All'ospedale di Torrette ad Ancona
il primo caso, senza precedenti in letteratura, di un paziente
con una rara malattia al fegato che lo aveva messo a rischio
vita. Un 50enne marchigiano è stato salvato grazie alla
collaborazione multidisciplinare di più strutture attive
all'interno dell'Azienda Ospedaliero Universitaria delle Marche.
Il paziente, trapiantato dall'equipe di Marco Vivarelli nel
2016 per una rara malattia, la sindrome di Budd-Chiari, era
vissuto senza particolari problemi fino a qualche mese fa; col
tempo, a causa della nuova chiusura delle vene che portano il
sangue fuori dal fegato, si erano formati trombi venosi
all'interno dell'organo con dilatazione delle vene addominali,
in particolare, del duodeno, con formazione di una varice enorme
che, in caso di rottura davvero imminente, avrebbe prodotto una
emorragia massiva. "Il fegato del paziente era di nuovo
cirrotico e non esistevano troppe alternative, quell'ostacolo
andava rimosso ed era diventata una corsa contro il tempo",
spiegano Gianluca Svegliati Baroni e il Roberto Candelari, le
cui rispettive équipe (hanno collaborato Laura Schiadà, Elisa
Malena, Marco Macchini, Mario Torresi) sono state a stretto
contatto per tutto il periodo necessario". "Con i colleghi
chirurghi - continuano - abbiamo a lungo discusso, ma un nuovo
trapianto non era proponibile, e non avevamo molte alternative
con il fegato compromesso e quelle enormi dilatazioni venose, si
rischiava o una nuova insufficienza epatica o una emorragia
massiva: bucare la vena cava avrebbe provocato conseguenze
gravissime".
"Sottoporlo a un nuovo trapianto o lasciare tutto com'era,
quindi con quella varice pronta a esplodere da un momento
all'altro - evidenziano - non ci dava un quadro di alternative
troppo ampio. Avendo creato un rapporto fiduciario col paziente,
gli abbiamo presentato lo spettro preciso della situazione,
compreso il rischio molto alto dell'intervento che volevamo
programmare Noi eravamo convinti di farlo, ma lui andava
informato e così è successo alla fine".
La gestione del paziente è stata condivisa da un team
multidisciplinare: dal personale della Unità Operativa Danno
Epatico e Trapianti, diretta da Svegliati Baroni, che si
occupato della parte clinica e di Radiologia Interventistica,
con a capo Roberto Candelari, il quale, assieme alla Clinica di
Chirurgia Epatobiliare, Pancreatica e dei Trapianti diretta da
Marco Vivarelli, hanno affrontato la parte tecnica del caso.

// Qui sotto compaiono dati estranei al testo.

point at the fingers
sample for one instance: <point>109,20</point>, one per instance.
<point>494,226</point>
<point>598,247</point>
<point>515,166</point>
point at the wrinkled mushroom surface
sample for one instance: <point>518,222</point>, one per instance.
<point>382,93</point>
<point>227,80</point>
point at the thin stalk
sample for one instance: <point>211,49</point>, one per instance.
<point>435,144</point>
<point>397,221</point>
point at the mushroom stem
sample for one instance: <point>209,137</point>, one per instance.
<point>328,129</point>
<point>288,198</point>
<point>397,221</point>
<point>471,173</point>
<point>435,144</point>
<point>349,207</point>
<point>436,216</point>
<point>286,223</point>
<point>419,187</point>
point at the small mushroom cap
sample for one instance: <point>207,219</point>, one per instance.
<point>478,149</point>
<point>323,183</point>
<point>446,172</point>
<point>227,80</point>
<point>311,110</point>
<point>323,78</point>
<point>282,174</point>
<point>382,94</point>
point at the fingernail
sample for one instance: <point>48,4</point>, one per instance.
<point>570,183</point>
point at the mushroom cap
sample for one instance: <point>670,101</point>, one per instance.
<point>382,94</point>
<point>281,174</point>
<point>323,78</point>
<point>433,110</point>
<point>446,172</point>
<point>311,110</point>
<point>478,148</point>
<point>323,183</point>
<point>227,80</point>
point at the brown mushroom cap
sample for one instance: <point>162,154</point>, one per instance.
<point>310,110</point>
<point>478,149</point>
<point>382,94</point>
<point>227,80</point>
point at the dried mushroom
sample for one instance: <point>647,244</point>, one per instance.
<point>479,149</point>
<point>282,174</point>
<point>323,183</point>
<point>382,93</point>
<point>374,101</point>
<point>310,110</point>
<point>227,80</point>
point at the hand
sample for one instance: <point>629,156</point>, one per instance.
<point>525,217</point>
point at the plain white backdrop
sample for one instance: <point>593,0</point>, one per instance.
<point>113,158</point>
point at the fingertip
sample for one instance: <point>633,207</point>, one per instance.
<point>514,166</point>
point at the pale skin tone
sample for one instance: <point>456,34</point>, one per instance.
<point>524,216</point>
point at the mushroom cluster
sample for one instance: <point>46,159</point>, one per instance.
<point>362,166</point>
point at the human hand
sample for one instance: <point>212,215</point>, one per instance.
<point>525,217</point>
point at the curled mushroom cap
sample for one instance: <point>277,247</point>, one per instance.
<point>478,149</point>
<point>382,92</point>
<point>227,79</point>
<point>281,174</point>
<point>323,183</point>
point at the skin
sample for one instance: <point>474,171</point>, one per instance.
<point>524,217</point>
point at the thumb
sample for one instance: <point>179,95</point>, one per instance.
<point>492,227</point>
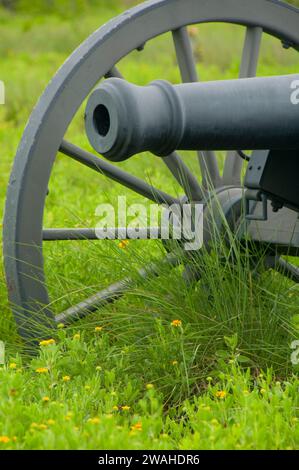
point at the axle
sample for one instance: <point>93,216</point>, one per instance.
<point>254,113</point>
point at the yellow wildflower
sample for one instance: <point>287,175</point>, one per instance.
<point>47,342</point>
<point>43,426</point>
<point>149,386</point>
<point>94,420</point>
<point>123,244</point>
<point>66,378</point>
<point>41,370</point>
<point>137,426</point>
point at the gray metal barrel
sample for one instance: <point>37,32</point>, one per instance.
<point>253,113</point>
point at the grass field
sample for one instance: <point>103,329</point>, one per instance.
<point>128,376</point>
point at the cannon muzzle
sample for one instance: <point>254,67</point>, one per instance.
<point>254,113</point>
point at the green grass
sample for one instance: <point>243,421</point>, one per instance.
<point>236,328</point>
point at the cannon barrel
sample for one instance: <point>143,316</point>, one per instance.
<point>123,119</point>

La fase preparatoria e di valutazione è stata seguita dai
clinici del fegato, poi sono entrati in azione i radiologi
interventisti. Da una parte l'elevatissimo spessore tecnico dei
professionisti, dall'altra le regole fissate dai Pdta (Percorsi
diagnostico terapeutici assistenziali. L'altro concetto
sviluppato è la mininvasività delle procedure: "In poche ore -
aggiunge il dottor Candelari - abbiamo risolto un caso privo di
aneddotica clinica intervenendo per via percutanea e senza
lasciare cicatrici, consentendo al paziente un recupero rapido.
- Con le vecchie modalità sarebbero serviti molti più giorni di
degenza, così, al contrario, ha potuto festeggiare il Natale in
famiglia. La nostra Radiologia Interventistica è l'unica
operativa h24 nelle Marche e non solo".
Non solo il 50enne è stato salvato da conseguenze gravissime,
a rischio della vita, ma d'ora in poi la recidiva post-trapianto
non potrà più ripresentarsi: "Il trapianto del 2016 era riuscito
perfettamente, il problema si è formato per una recidiva
incontrollabile della malattia - ricorda il professor Svegliati
Baroni . Per evitare che ciò accada di nuovo abbiamo creato nel
fegato del paziente una specie di autostrada anatomica per
convogliare il sangue ed evitare la formazione di varici, un
percorso che non esiste in natura. La straordinarietà del caso
sta anche in questo ulteriore aspetto. Sulle malattie del fegato
il nostro centro ospedaliero-universitario non ha nulla da
invidiare a nessuno a livello nazionale. Attraverso linee guida
tracciate da due Pdta - trapianti e tumori al fegato - abbiamo
tutto ciò che serve per i pazienti marchigiani; questo tipo di
organizzazione produce anche mobilità attiva da fuori Regione".